First there was DLF Holdings Ltd which plans to re-list its shares within 3 years after it chose to delist—but at a much higher valuation and after leaving in the lurch over a 1,000 minority shareholders who clung on to their shares. Its strategy was to simply violate the takeover rules and pay up the consequent penalty of Rs five lakhs.
Flextronics Software Systems recently delisted its shares at the ‘discovered’ price of Rs 725 after reverse book building. The six-month offer period for tendering Flextronics shares ends on August 10, but even before that Kolhberg Kravis Roberts of the US acquired a stake in the company for $900 million or around Rs 1,300 a share. This is twice the value offered to minority shareholders a little earlier. Minority shareholders can indeed hang on to their shares in the unlisted company and hope it gets listed again, but they are in for an uncertain future if that does not happen. This company has been listed for less than five years.

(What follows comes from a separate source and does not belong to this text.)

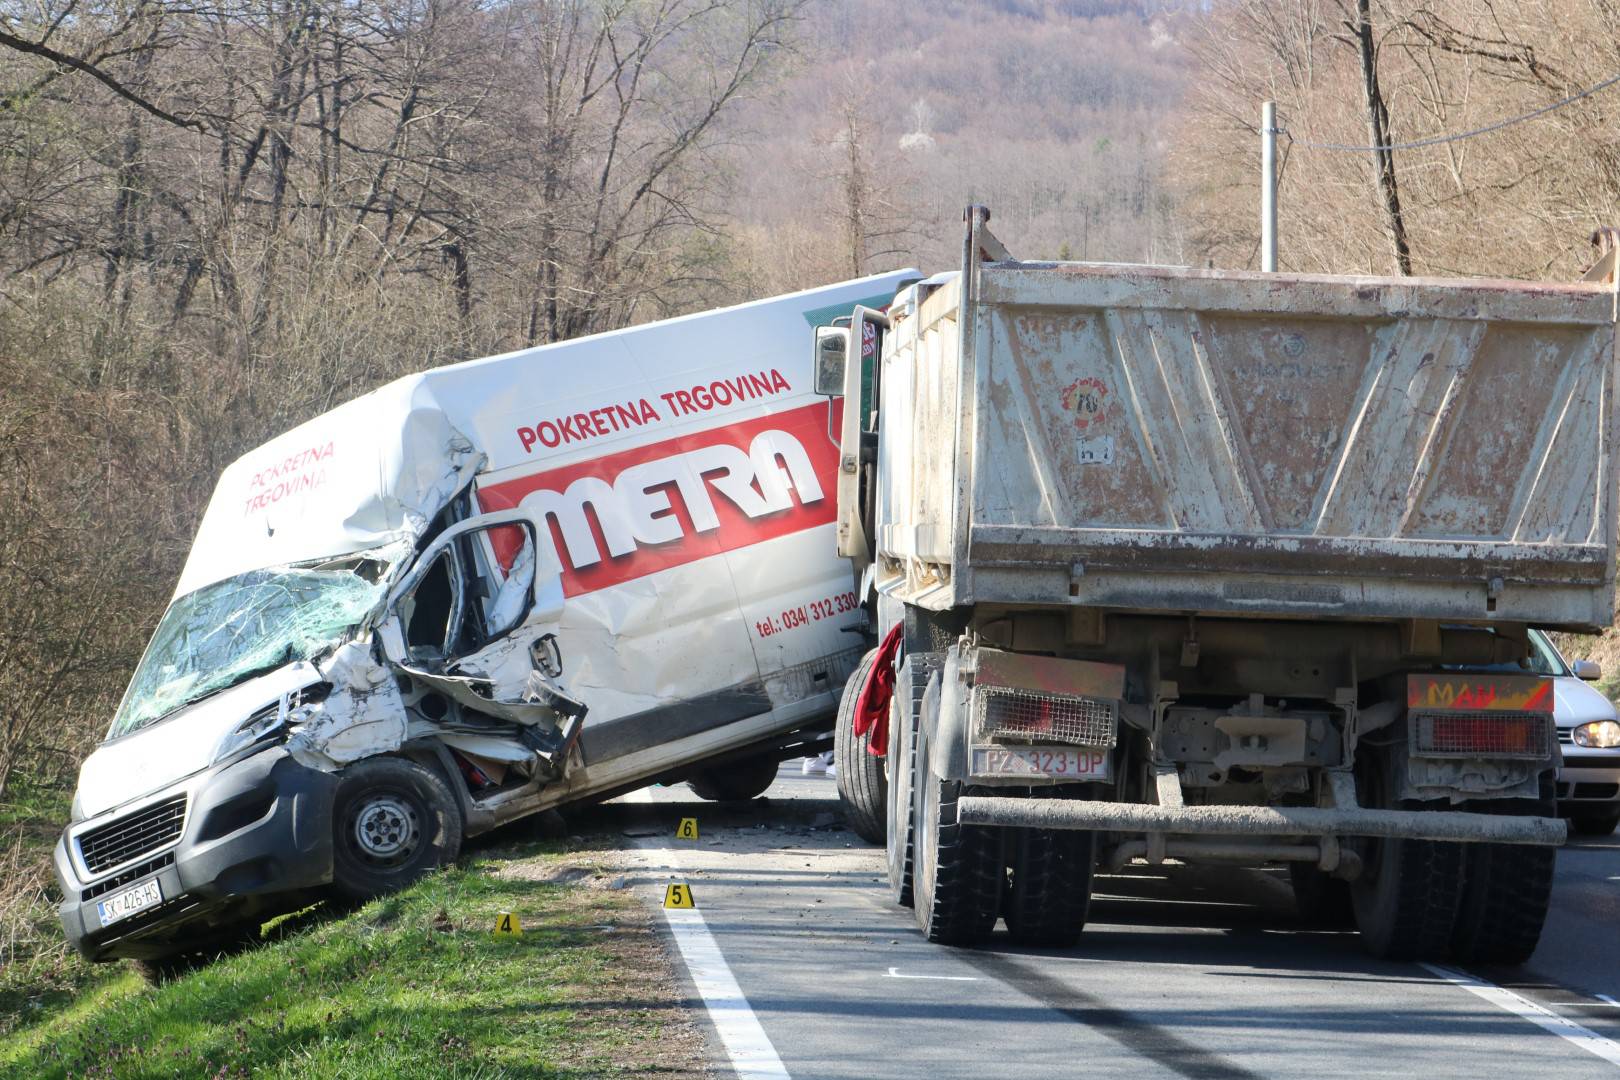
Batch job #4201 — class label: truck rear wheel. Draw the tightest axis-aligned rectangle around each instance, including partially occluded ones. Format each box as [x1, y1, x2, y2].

Investor Anil Kedia wrote to me about The Kadri Mills (Cbe) Ltd, which was listed on the defunct Madras and Coimbatore bourses. The company made several attempts to delist its shares before it accepting the discovered price of Rs 80 towards the end of 2005. After delisting, 2% of the shareholders held on to their shares, but the company has now convened an Extraordinary General Meeting to extinguish only those shares held by minority shareholders by paying them Rs 80 per share.
This ruthless elimination of minority shareholders is perfectly legal, but it is bound to raise questions if the intention is only to seek re-listing after the mandatory interregnum has passed, and that is difficult to predict. After all, DLF Ltd is not the only company to re-list at a significantly higher price. Triveni Engineering got re-listed at a significantly higher price within a few years after delisting. Precot Mills of the Elgi Group was relegated to the Z Category stocks and was not traded for several years. When it got relisted on the National Stock Exchange the stock zoomed to Rs 500 and is still traded around Rs 300.
Spencer from the RPG group, which was listed on the Madras bourse, delisted at Rs 50; media reports now mention plans to re-list the shares after a corporate re-engineering effort which will involve raising public money at a premium. Why even Bharti Tele, a market favourite, had got delisted a few years ago and the current day bluechip is a group company that has suddenly turned valuable. A few months ago, we wrote about Nalwa Sons, a Jindal Group holding company, trying to dilute minority shareholding by a generous Employee stock purchase scheme to a 100 newly recruited persons connected with the group being passed off as employees.
What Kadri is doing in extinguishing minority shares sets an ugly precedent; although its action affects only a small group of regional shareholders, it amounts to a forcible eviction of minority shareholders. We are still waiting to see what the Ministry of Company Affairs (MCA) does about the violation of minority shareholder rights in DLF by simply not posting them the rights offer that initiated a massive restructuring of capital. Unless the MCA and Sebi apply their minds to this issue, companies will blithely go public during every major bull run to raise money and exit during every bear phase when the price drifts down or performance slips.
This has a dual advantage for companies—they can delist at a low price during a bad phase and also avoid the compliance burden under corporate governance regulations and the Listing Agreements of stock exchanges. When the market booms again, they can come back with a relatively clean slate, announce new expansion or diversification plans and raise fresh money at a fat premium (by hiring experts to whip up favourable market sentiment).
Such exploitation of minority shareholders will only drive them away from the capital market, especially with the new trend of IPOs quoting below the offer price even in a bull market.